読書で人生が変わるなどということは,まずもってないものでしょう。読書が人を賢くすることも,たぶん,ないと思います。 読書は安価でお手軽な娯楽であり,時間消費の手段です。それでいいというより,娯楽でない読書は可能な限り避けたいものです。 娯楽としての読書があれば,老後もなんとかしのげるのではないでしょうか。というか,しのげると思いたいわけですが。
2013年2月1日金曜日
2013.02.01 フジ子・ヘミング 『耳の中の記憶』
著者 フジ子・ヘミング
書名 耳の中の記憶
発行所 小学館
発行年月日 2004.06.20
価格(税別) 1,600円
● これも自分の過去を語ったもの。なので,内容的には他の著書との重複がある。すでに読んだことのある事柄だらけだから,ではつまらないかといえば,そんなことはない。
2日前の夕食のメニューを思いだせないのと同様で,本の内容なんて読んだそばから忘れていくものだからね。
● カラヤンを偲んで「自分でつくった服を着て,自分で刺繍した手提げバッグを持ってカラヤンの演奏を聴きに行ったとき,彼はキラキラひかるスパンコールの刺繍をものすごく褒めてくれました。褒めてもらった刺繍入りのバッグはもう色褪せて,そしてバッグとしては使えなくなってしまったけれど,カラヤンに褒めてもらった思い出として,今でも額に入れて部屋の片隅に飾っているのです」(p77)と書いている。
カラヤンも良いことをしたものだ。っていうか,当時のカラヤンであれば,褒め効果も相当なものであったに違いない。
● 「日本人は景気が悪い悪いと言っている割りには無駄遣いが多いのではないか」(p101)と苦言を呈している。まったくもってその通りで,早い話が貧乏人ほどガラクタに囲まれている,持たなくてもいいモノを持っている,という印象がありますね(わが家のことなんですが)。モノ洪水に溺れそうになっている貧乏人。

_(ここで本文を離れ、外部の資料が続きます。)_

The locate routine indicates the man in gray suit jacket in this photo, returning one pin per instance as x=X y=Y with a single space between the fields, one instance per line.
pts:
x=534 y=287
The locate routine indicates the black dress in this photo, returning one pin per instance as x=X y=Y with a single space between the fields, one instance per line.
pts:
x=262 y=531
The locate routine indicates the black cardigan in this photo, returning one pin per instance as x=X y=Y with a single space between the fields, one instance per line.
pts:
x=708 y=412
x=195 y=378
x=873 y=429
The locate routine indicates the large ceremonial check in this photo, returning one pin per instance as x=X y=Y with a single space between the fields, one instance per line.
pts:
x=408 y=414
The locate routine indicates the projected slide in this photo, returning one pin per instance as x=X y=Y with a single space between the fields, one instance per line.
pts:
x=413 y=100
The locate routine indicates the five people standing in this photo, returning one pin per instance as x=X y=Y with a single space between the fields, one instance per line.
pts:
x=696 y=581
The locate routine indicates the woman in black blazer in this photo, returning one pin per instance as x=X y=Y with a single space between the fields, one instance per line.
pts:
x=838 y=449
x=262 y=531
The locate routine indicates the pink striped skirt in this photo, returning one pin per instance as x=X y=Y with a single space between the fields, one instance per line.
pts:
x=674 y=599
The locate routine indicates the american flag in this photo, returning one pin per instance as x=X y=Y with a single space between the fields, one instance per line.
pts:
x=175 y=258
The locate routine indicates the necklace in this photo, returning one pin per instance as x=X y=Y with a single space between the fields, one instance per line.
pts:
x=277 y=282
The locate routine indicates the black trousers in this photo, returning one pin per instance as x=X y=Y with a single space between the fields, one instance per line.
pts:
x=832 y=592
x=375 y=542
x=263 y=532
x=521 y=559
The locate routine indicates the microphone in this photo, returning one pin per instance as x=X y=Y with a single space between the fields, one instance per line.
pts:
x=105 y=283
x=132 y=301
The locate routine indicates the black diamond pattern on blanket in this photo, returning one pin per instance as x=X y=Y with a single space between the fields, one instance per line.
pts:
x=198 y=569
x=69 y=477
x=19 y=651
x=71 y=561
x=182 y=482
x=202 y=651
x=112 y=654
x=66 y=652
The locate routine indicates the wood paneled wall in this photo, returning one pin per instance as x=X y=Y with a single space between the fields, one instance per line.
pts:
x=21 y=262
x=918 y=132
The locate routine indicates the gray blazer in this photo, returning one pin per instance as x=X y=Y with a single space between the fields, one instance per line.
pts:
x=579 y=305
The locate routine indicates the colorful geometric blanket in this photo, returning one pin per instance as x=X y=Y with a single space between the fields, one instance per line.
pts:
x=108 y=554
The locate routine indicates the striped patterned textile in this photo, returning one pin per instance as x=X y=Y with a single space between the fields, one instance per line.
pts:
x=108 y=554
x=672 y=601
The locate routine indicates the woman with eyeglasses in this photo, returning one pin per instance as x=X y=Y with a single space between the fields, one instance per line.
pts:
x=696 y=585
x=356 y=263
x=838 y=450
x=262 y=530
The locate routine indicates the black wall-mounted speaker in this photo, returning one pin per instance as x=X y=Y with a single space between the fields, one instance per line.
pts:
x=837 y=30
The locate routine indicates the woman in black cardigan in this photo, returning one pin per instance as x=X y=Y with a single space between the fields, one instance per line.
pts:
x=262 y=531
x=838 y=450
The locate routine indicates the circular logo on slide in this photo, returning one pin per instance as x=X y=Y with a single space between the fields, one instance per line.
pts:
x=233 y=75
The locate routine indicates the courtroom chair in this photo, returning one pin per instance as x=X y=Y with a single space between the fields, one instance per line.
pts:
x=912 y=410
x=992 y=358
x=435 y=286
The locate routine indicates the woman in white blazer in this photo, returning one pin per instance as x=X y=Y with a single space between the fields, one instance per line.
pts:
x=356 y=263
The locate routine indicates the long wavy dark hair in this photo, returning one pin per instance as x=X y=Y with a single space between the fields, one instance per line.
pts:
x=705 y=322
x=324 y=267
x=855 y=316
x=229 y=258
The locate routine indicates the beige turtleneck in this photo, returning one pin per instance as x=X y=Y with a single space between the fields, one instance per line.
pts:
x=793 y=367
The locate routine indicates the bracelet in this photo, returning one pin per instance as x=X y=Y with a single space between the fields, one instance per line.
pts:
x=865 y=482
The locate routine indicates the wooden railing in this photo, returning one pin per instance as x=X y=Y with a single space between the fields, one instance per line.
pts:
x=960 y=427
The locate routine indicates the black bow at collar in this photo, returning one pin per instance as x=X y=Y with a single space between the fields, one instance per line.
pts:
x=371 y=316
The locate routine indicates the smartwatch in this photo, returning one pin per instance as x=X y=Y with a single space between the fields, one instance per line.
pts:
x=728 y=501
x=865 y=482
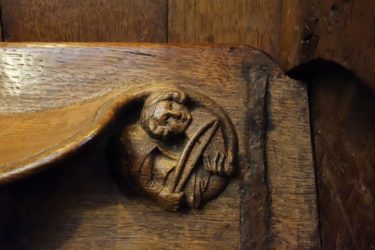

最小限度のモノで生活しているのはホームレスの人たちだけで,彼らはいっそ潔い。
● ホームレス救済っていうと,ホームレスから抜けだせるように支援することだ。でもさ,ホームレスのままでやっていけるようにしてあげることってできないんだろうか。
地下道で寝ているホームレスを追いだすとか,公園を生活の場にするのを許さないとか,そこを何とか緩められないかと思ったりもするんですけどね。
自分と異なる存在や異形なるものに対して不寛容だ。存在を抹殺しようとする(いじめの根源は,ほぼここに集約されるのではあるまいか)。一方で,そうであればこその良さもあるんだろうけどさ。
● 日本では行政も変なところできめ細かいし,何だかんだいって相互に監視しあっているようなところがあるしね。他人に無関心でいるってことができないようだよね。他人に無関心でいることを通すって,けっこうエネルギーがいることだしさ。
少なくとも,日本では行方不明になる自由はないからね。すぐに探されてしまう。
って,まったく本書とは関係のない話になっちゃいましたけど。